Treron vs Antwerp Beige
Treron (Farrow & Ball) and Antwerp Beige (Jotun) come from different manufacturers. Treron reads as greige-grey, while Antwerp Beige reads as beige-greige — two distinct hue families, not close cousins. The 19-point LRV gap — 44 for Antwerp Beige vs 25 for Treron — means Antwerp Beige will open up a space more effectively. Both share a warm character, which means they'll respond to light and surrounding materials in similar ways. A ΔE of 15.3 puts these firmly in different territory — two distinct design choices rather than close alternatives. Below you'll find 5 real-room photo comparisons where both colors appear side by side, plus 5 simulated room previews.
Treron vs Antwerp Beige in Real Spaces
5 real rooms side by side. Seeing Treron and Antwerp Beige in actual rooms makes the difference concrete; browse the spaces below to get a feel for how each color lives on a wall.
Living Room
A living room wall sees more varied light than almost any other surface in the house, which makes the choice between these two more nuanced than a chip suggests. Antwerp Beige reflects noticeably more light off the walls, making the space read more open than Treron.
Bedroom
Bedrooms are typically lit with warmer, lower light than the rest of the house — a condition that flatters warm tones and deepens cool ones. Antwerp Beige returns significantly more light to the room — in a smaller or darker space, that difference in perceived brightness is hard to miss.
Dining Room
Dining rooms often rely on warm incandescent or candlelight, which flatters warm undertones and mutes cool ones. The LRV gap is large enough that Antwerp Beige will make the room feel meaningfully brighter than Treron would.
Bathroom
Small bathrooms intensify color. A shade that seems quiet in a larger room can feel immersive when you're surrounded by it on four walls. Antwerp Beige returns significantly more light to the room — in a smaller or darker space, that difference in perceived brightness is hard to miss.
Kitchen Cabinets
Cabinet color is always seen in context — against countertops, backsplash, and hardware — which amplifies undertone differences that might disappear on a plain wall.

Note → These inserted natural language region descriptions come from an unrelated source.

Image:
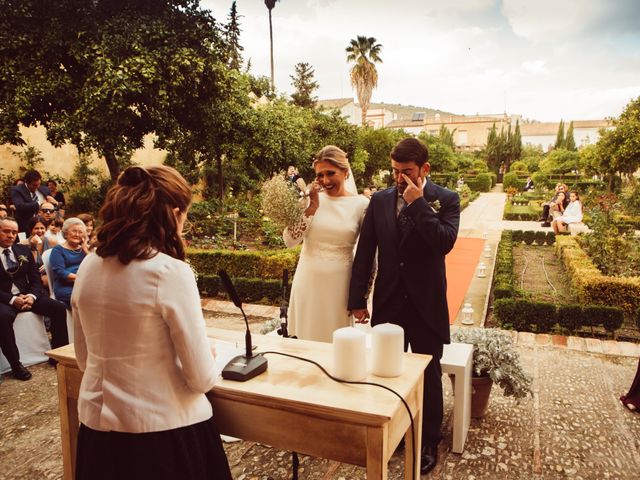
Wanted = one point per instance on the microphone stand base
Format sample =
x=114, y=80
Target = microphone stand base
x=241, y=368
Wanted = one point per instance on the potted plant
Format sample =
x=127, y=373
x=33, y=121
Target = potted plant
x=495, y=360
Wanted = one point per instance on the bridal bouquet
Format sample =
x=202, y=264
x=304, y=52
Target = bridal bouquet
x=281, y=201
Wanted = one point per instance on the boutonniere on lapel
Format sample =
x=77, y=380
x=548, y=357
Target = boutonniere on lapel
x=435, y=206
x=22, y=259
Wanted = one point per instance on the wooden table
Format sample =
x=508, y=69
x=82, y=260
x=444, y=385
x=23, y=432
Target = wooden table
x=293, y=406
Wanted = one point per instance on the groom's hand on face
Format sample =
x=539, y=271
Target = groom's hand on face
x=413, y=191
x=361, y=314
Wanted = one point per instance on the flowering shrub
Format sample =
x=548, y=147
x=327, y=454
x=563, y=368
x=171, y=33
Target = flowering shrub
x=495, y=356
x=281, y=201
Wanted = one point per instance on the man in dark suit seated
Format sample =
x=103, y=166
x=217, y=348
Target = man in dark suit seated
x=412, y=226
x=28, y=196
x=21, y=291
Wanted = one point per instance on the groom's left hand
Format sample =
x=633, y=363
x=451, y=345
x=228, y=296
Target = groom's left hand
x=413, y=191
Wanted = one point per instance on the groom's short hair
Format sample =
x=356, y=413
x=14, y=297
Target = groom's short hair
x=410, y=150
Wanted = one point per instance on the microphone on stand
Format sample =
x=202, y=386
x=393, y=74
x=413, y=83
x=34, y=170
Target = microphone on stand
x=247, y=366
x=284, y=305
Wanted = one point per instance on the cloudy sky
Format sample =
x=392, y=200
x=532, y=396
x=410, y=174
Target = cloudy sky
x=542, y=59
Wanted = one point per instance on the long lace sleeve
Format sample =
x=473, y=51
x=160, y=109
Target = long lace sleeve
x=294, y=234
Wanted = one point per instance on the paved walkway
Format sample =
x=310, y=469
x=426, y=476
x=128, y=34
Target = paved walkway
x=573, y=427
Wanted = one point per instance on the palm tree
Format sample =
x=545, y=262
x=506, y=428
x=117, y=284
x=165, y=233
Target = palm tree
x=364, y=52
x=271, y=5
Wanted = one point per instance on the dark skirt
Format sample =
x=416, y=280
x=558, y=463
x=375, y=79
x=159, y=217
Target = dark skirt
x=193, y=452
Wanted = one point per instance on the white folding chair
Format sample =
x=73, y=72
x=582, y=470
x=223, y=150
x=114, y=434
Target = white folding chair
x=31, y=339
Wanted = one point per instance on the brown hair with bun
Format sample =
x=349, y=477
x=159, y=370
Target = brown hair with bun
x=138, y=218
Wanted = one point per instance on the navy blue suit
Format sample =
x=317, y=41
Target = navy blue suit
x=411, y=285
x=26, y=207
x=27, y=279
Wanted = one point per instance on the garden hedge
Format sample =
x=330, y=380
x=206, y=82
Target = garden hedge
x=590, y=285
x=503, y=277
x=256, y=274
x=264, y=264
x=541, y=317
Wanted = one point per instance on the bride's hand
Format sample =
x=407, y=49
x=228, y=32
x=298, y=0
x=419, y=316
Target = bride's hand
x=314, y=198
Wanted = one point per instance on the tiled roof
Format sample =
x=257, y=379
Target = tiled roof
x=551, y=128
x=334, y=103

Antwerp Beige returns significantly more light to the room — in a smaller or darker space, that difference in perceived brightness is hard to miss.
Color Details
Treron vs Antwerp Beige Simulated Comparison
5 simulated room previews — drag the slider on each to see Treron on one side and Antwerp Beige on the other.

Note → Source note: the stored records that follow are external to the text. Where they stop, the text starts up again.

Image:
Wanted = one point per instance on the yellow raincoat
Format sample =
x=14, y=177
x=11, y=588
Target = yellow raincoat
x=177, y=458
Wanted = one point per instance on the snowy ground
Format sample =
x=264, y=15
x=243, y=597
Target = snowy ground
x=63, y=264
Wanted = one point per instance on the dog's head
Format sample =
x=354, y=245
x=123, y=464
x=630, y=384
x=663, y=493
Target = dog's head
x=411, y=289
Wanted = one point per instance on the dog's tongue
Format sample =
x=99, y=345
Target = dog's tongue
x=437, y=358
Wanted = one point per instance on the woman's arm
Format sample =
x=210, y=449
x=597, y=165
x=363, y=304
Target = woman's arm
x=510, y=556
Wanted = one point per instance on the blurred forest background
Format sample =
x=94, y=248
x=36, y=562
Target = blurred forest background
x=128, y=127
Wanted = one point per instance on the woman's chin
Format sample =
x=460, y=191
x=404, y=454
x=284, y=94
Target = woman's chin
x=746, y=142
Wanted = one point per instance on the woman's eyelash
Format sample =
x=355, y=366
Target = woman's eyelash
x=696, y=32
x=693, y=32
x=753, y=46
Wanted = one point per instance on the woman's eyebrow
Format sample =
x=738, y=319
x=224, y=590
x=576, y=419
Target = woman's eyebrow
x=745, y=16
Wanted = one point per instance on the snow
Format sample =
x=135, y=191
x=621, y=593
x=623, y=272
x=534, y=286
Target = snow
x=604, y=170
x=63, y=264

Digital color is approximate. These simulations are generated from the manufacturer's hex values and overlaid on grayscale room photos — your screen's calibration, brightness, and viewing angle all affect how they render. Before committing to either color, test physical samples in your own space under the light you actually live with.
More Treron comparisons
See how Treron stacks up against other well-photographed colors across different brands and tones.